Untrained CNNs as feature extractors?


I've heard somewhere that due to their nature of capturing spatial relations, even untrained CNNs can be used as feature extractors? Is this true? Does anyone have any sources regarding this I can look at?


Posted 2019-08-06T03:02:23.953

Reputation: 107



Yes, it has been demonstrated that the main factor for CNNs to work is its architecture, which exploits locality during the feature extraction.

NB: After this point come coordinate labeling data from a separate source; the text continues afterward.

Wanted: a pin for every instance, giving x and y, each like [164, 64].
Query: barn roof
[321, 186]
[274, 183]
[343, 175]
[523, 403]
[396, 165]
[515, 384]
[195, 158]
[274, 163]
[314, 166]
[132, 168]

A CNN with random weights will do a random partition of the feature space, but still with that spatial prior that works so well, so those random features are OK for classification (and sometimes even better than trained ones, as they don't introduce additional bias).

You can read more in these papers:


Posted 2019-08-06T03:02:23.953

Reputation: 379

1Yeah this is exactly what I was looking for. Thanks! – Alex – 2019-08-08T01:54:24.170


I'm not sure it's possible. Untrained CNN means it has random kernel values. Let's say you have a kernel with size 3x3 like below:

0 0 0
0 0 0
0 0 1

I don't think it is possible for that kernel to provide good information about the image. on the contrary, the kernel eliminates a lot of information. We cannot rely on random values for feature extraction.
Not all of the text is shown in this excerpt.